From: John Ogness <john.ogness@linutronix.de>
To: Petr Mladek <pmladek@suse.com>
Cc: Sergey Senozhatsky <sergey.senozhatsky.work@gmail.com>,
Sergey Senozhatsky <sergey.senozhatsky@gmail.com>,
Steven Rostedt <rostedt@goodmis.org>,
Thomas Gleixner <tglx@linutronix.de>,
linux-kernel@vger.kernel.org
Subject: Re: [PATCH printk-rework 11/12] printk: remove logbuf_lock
Date: Tue, 02 Feb 2021 12:47:20 +0106 [thread overview]
Message-ID: <87czxivgrj.fsf@jogness.linutronix.de> (raw)
In-Reply-To: <YBkYOKL22kADKTeG@alley>
On 2021-02-02, Petr Mladek <pmladek@suse.com> wrote:
> On Tue 2021-01-26 22:21:50, John Ogness wrote:
>> Since the ringbuffer is lockless, there is no need for it to be
>> protected by @logbuf_lock.

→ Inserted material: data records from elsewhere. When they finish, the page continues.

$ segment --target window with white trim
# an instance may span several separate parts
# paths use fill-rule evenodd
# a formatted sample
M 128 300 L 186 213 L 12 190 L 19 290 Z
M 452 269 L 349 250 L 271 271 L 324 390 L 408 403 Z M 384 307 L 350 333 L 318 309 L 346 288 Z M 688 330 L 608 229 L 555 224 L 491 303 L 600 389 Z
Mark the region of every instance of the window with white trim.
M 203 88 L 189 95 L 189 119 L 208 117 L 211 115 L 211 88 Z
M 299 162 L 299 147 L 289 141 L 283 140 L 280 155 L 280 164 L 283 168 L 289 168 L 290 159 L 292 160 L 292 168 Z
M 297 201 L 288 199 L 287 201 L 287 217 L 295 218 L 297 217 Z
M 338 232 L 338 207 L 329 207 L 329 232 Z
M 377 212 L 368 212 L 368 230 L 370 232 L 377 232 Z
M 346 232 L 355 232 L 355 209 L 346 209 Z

Remove @logbuf_lock.
>>
>> This means that printk_nmi_direct and printk_safe_flush_on_panic()
>> no longer need to acquire any lock to run.
>>
>> @console_seq, @exclusive_console_stop_seq, @console_dropped are
>> protected by @console_lock.
>>
>> diff --git a/kernel/printk/printk.c b/kernel/printk/printk.c
>> index d14a4afc5b72..b57dba7f077d 100644
>> --- a/kernel/printk/printk.c
>> +++ b/kernel/printk/printk.c
>> @@ -401,6 +366,7 @@ static u64 syslog_seq;
>> static size_t syslog_partial;
>> static bool syslog_time;
>>
>> +/* All 3 protected by @console_sem. */
>> /* the next printk record to write to the console */
>> static u64 console_seq;
>> static u64 exclusive_console_stop_seq;
>> @@ -762,27 +728,27 @@ static ssize_t devkmsg_read(struct file *file, char __user *buf,
>> if (ret)
>> return ret;
>>
>> - logbuf_lock_irq();
>> + printk_safe_enter_irq();
>
> What is the exact reason to keep this, please?
As Sergey pointed out [0], logbuf_lock_irq() does 2 things: logbuf_lock
and safe buffers. This series is not trying to remove the safe buffers
(a later series will). The series is only removing logbuf_lock. So all
logbuf_lock_*() calls will turn into printk_safe_*() calls. There are a
few exceptions, which you noticed and I will respond to.
[0] https://lkml.kernel.org/r/20201208203539.GB1667627@google.com
> 1. The primary function of the printk_safe context is to avoid deadlock
> caused by logbuf_lock. It might have happened with recursive or nested
> printk(). But logbuf_lock is gone now.
Agreed. Deadlock is not a concern anymore.
> 2. There are still some hidded locks that were guarded by this as
> well. For example, console_owner_lock, or spinlock inside
> console_sem, or scheduler locks taken when console_sem()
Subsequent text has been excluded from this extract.